Uma vasta cidade maia, há séculos escondida sob a floresta no sudeste do México, foi revelada por arqueólogos no Estado de Campeche. O sítio arqueológico, batizado de Valeriana, exibe estruturas de grande porte como pirâmides, uma arena de jogos, anfiteatros e vias de interligação entre diversos distritos.
A descoberta foi possível graças à tecnologia ‘Lidar’, que utiliza pulsos de laser para mapear o terreno e revelar construções ocultas na vegetação. Com base nas primeiras análises, especialistas acreditam que Valeriana possua uma densidade estrutural comparável apenas a Calakmul, o maior e mais relevante sítio maia conhecido na América Latina.
Além de Valeriana, a equipe identificou outros dois sítios arqueológicos, todos juntos cobrindo uma área equivalente à cidade de Edimburgo, capital da Escócia. Curiosamente, essa descoberta começou “por acidente”, quando um arqueólogo revisou dados disponibilizados na internet, desencadeando a busca que levou ao notável achado.
Entenda o caso
“Eu estava em algo como a página 16 dos resultados de pesquisa do Google e encontrei uma pesquisa a laser feita por uma organização mexicana para monitoramento ambiental”, conta Luke Auld-Thomas, doutorando na Universidade Tulane, nos Estados Unidos.
O estudo recente utilizou a tecnologia de sensoriamento remoto e foi o ponto de partida para a descoberta da antiga cidade maia, que foi, em seu auge (entre 750 e 850 d.C), possivelmente, o lar de 30 a 50 mil pessoas. A tecnologia Lidar, que emite milhares de pulsos de laser a partir de uma aeronave, mede o tempo de retorno desses sinais para detectar objetos e construções ocultas pela densa vegetação.
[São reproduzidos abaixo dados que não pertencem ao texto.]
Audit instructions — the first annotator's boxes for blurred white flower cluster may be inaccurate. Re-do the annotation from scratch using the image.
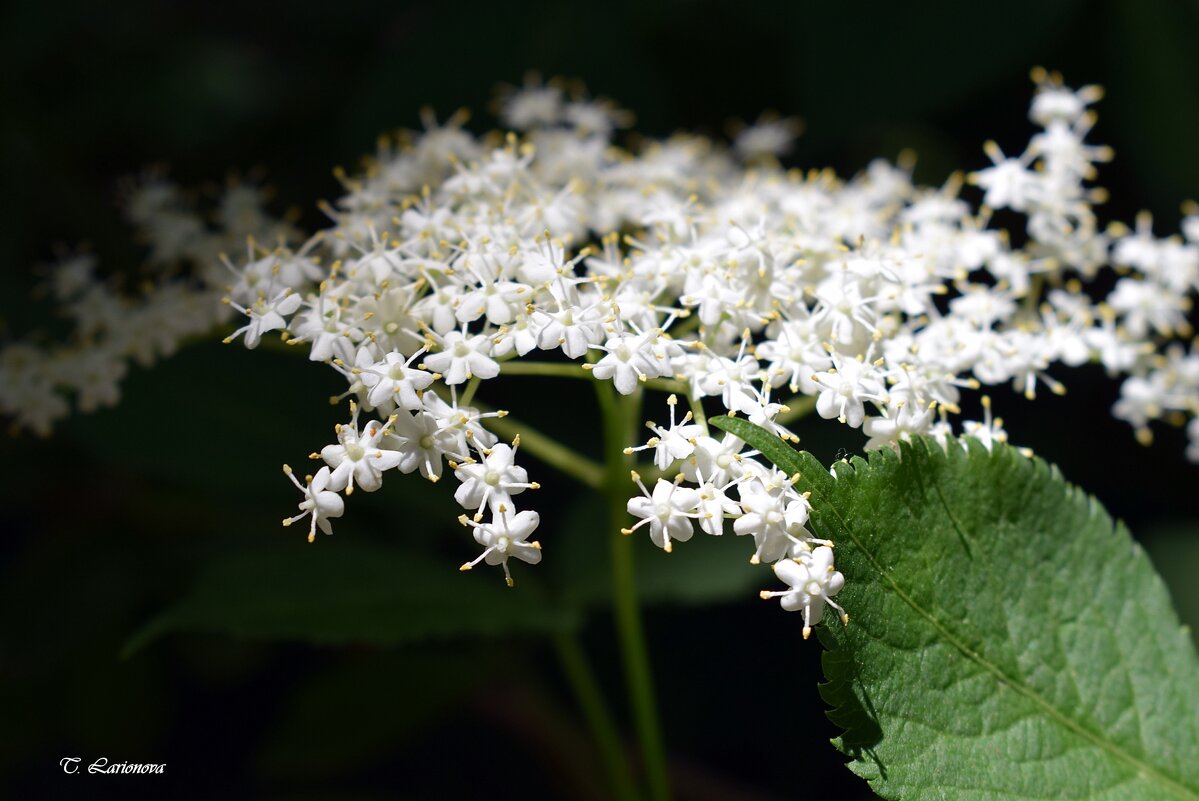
[0,178,301,435]
[9,71,1199,625]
Ao processar esses dados com métodos específicos de arqueologia, o pesquisador Auld-Thomas encontrou aquilo que passou despercebido a outros analistas: uma vasta cidade, batizada de Valeriana, em referência a uma lagoa local. Em contraste com a população atual da região, esse sítio arqueológico sugere que o território já abrigou uma sociedade densa e complexa.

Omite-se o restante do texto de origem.